John Minshull (c.1741 – 23 October 1793), also known as John Minchin, was a famous English cricketer during the 1770s. He scored the first definitely recorded century in cricket. He was born at Acton in Middlesex.

According to John Nyren, Minshull was a "capital hitter, and a sure guard of his wicket" but "not an elegant player, his position and general style were both awkward and uncouth". Minshull evidently had a high opinion of his own ability and was said to have been "as conceited as a wagtail and from his constantly aping what he had no pretensions to, was, on that account only, not estimated according to the price at which he had rated his own merits". Nyren added a physical description: "a thick-set man, about 5'9" in height, rather a slow mover in the field (and had) a tendency towards injury and illness".

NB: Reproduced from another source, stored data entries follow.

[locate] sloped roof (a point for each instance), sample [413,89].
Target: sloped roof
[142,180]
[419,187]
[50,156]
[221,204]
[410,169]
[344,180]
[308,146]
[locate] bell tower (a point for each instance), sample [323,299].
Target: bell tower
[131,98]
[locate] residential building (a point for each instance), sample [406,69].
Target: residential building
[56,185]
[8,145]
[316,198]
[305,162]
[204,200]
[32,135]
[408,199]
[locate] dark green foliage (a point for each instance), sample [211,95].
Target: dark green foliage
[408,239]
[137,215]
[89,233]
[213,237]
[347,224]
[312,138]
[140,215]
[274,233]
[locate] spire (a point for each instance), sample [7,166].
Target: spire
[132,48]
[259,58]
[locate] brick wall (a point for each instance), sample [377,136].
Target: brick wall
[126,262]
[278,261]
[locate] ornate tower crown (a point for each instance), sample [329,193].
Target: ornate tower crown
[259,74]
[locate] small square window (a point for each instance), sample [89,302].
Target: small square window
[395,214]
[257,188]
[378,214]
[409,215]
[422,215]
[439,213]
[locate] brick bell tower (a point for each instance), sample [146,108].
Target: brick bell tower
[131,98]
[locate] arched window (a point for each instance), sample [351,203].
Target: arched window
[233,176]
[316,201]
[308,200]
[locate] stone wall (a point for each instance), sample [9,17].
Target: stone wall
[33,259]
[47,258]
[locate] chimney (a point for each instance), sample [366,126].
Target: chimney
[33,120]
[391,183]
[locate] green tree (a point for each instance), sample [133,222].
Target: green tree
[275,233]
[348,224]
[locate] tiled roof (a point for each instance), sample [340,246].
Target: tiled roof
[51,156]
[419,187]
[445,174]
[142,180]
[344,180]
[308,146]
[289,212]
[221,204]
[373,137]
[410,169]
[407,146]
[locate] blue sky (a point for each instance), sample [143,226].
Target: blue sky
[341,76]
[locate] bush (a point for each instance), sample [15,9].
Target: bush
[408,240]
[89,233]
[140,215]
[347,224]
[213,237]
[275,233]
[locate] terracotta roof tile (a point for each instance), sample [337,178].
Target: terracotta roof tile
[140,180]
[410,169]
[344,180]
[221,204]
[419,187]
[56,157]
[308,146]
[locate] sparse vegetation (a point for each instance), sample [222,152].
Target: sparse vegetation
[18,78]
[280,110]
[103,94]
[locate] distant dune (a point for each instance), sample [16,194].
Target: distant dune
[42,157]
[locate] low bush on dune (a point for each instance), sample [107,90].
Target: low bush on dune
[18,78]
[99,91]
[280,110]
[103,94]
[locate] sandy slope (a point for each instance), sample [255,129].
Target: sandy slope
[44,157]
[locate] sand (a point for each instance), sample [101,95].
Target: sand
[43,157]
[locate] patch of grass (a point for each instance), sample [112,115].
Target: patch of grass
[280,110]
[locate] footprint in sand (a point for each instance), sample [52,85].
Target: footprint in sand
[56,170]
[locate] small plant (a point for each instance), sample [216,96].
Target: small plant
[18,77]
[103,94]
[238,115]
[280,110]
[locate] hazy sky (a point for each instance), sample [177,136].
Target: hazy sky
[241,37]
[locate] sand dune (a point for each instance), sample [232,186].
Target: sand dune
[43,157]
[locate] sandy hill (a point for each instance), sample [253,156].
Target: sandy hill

Little is known about him personally except that he was for a time employed by the Duke of Dorset as a gardener at Knole House, near Sevenoaks. He played for Dorset's Kent during this period but it seems he then moved to Middlesex and then Surrey as he played for the Surrey eleven from 1775 till he was last recorded in 1780.

Minshull's century was scored on Thursday 31 August 1769 when he played for the Duke of Dorset's XI against Wrotham. It was a minor match but Minshull's score of 107 is the earliest definitely known century in any class of cricket. To reach his century Minshull scored 34 singles, 15 twos, 9 threes and 4 all run fours.

He was also the first batsman to be recorded dismissed 'hit wicket', while playing for All England against Hampshire at The Vine in 1773. Strangely he was probably not actually on strike at the time. Minshull died at Kingston upon Thames in Surrey aged 52 in 1793.